ABSTRACT
Down syndrome (DS) is the most common cause of genetically determined intellectual disability in the United
States, affecting approximately 1 in 700 live births and an estimated 300,000 Americans. A close association
between DS and Alzheimer's disease (AD) has been established, and this has become a paramount concern
since improved medical care has led to increased life expectancy, with an average life span close to 60 years of
age. Individuals with DS exhibit AD neuropathological hallmarks including amyloid plaques and neurofibrillary
tangles as early as in their 30s, and the thought is that AD pathology may develop early in life, and therefore
could be the target for neuroprotection therapies. However, little is known about mechanisms for the
development of memory impairment and AD pathology in those with DS.

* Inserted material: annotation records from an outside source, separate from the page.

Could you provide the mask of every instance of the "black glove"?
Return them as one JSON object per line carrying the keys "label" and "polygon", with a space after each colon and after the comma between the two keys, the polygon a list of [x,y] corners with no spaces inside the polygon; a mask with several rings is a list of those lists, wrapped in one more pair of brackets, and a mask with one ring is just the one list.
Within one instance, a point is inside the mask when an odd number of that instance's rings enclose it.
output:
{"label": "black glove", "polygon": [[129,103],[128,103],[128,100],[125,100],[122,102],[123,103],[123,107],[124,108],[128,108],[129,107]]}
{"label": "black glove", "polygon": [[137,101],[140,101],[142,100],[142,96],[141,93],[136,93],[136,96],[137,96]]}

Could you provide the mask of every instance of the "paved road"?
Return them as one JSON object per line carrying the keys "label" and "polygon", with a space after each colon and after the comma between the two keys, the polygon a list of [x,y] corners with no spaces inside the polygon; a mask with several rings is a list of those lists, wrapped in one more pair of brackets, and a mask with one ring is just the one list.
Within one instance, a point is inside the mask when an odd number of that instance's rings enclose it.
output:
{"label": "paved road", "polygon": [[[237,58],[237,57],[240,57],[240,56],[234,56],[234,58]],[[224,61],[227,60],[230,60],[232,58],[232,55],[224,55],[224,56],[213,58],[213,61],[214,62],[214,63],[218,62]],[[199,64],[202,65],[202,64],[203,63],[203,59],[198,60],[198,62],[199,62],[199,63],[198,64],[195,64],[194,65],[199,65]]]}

Noradrenergic locus coeruleus (LC-NE) neurons degenerate early in AD and in DS-AD, and enhancement of the
NE transmitter system using existing NE-enhancing drugs could lead to novel treatment options for dementia in
DS with AD. In addition, recent studies have shown that the earliest Tau pathology is present in LC-NE neurons
in AD, suggesting an early involvement of AD pathology in this neuronal population. However, specific effects of
LC-NE firing rates and/or NE release in target regions have not been explored to date. Further, LC-NE
innervation regulates glial activity, blood-brain barrier integrity and overall blood flow in the brain. It is possible
that the elevated neuroinflammation and vascular microbleeds observed in humans with DS might be associated
with the LC-NE degeneration, but this has not been examined. We wish to utilize two different mouse models of
DS, Ts65Dn and Dp16 mice, as well as a novel chemogenetic tools, Designer Receptors (DREADDs) and
neuron-derived exosomes to examine the role of LC-NE signaling and Tau seeding originating in the LC for AD
pathology in DS. DREADDs can be used to regulate the activity of discrete neuronal populations in brain. We
have recently shown that excitatory DREADDs injected directly into the LC gave rise to improved cognition in
DS mice, and that inhibitory DREADDs aggravated neuroinflammation and cognitive loss in younger DS mice.

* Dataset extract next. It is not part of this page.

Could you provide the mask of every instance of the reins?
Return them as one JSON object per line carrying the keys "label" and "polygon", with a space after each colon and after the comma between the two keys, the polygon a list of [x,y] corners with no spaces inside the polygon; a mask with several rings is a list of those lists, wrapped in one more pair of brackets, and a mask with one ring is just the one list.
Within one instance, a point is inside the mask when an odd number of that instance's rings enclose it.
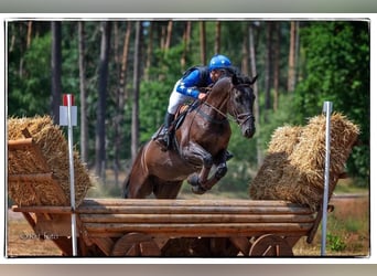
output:
{"label": "reins", "polygon": [[[228,97],[230,97],[230,92],[235,87],[235,85],[231,84],[231,86],[233,87],[228,91]],[[239,86],[247,86],[247,84],[239,84]],[[211,92],[212,92],[212,87],[208,89],[208,93],[211,93]],[[224,102],[226,102],[228,97],[226,97]],[[203,102],[203,104],[211,107],[212,109],[214,109],[216,113],[218,113],[219,115],[222,115],[224,117],[223,120],[215,119],[215,118],[211,117],[209,115],[205,114],[204,112],[202,112],[201,108],[198,108],[197,113],[201,114],[204,118],[206,118],[207,120],[209,120],[212,123],[223,124],[225,120],[231,120],[231,121],[234,121],[240,126],[240,125],[245,124],[247,120],[249,120],[250,118],[254,118],[254,115],[251,113],[237,114],[235,112],[235,109],[233,112],[234,112],[236,118],[233,118],[233,117],[229,117],[226,113],[222,112],[219,108],[208,104],[207,102]]]}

However, biological mechanisms for these effects have not yet been explored. The overall hypothesis for this
research program is that LC-NE loss of activity contributes to neuropathology, vascular changes and memory
loss in DS. We propose to utilize novel technology, DREADDs, to “turn on” and “turn off” LC-NE firing rates and
explore effects of this on NE release, cognitive performance, and glial activation in the hippocampus (Aim 1).
Further, we will explore whether turning off LC-NE firing using DREADD technology alters BBB permeability and
vascular morphology in DS mice (Aim 2). Finally, we will utilize neuron-derived exosomes from DS, DS-AD, or
controls injected directly into the LC-NE area in DS mice to examine effects of tangle formation on LC-NE firing
rates, NE release in the hippocampus, and spread of Tau pathology to other brain regions (Aim 3).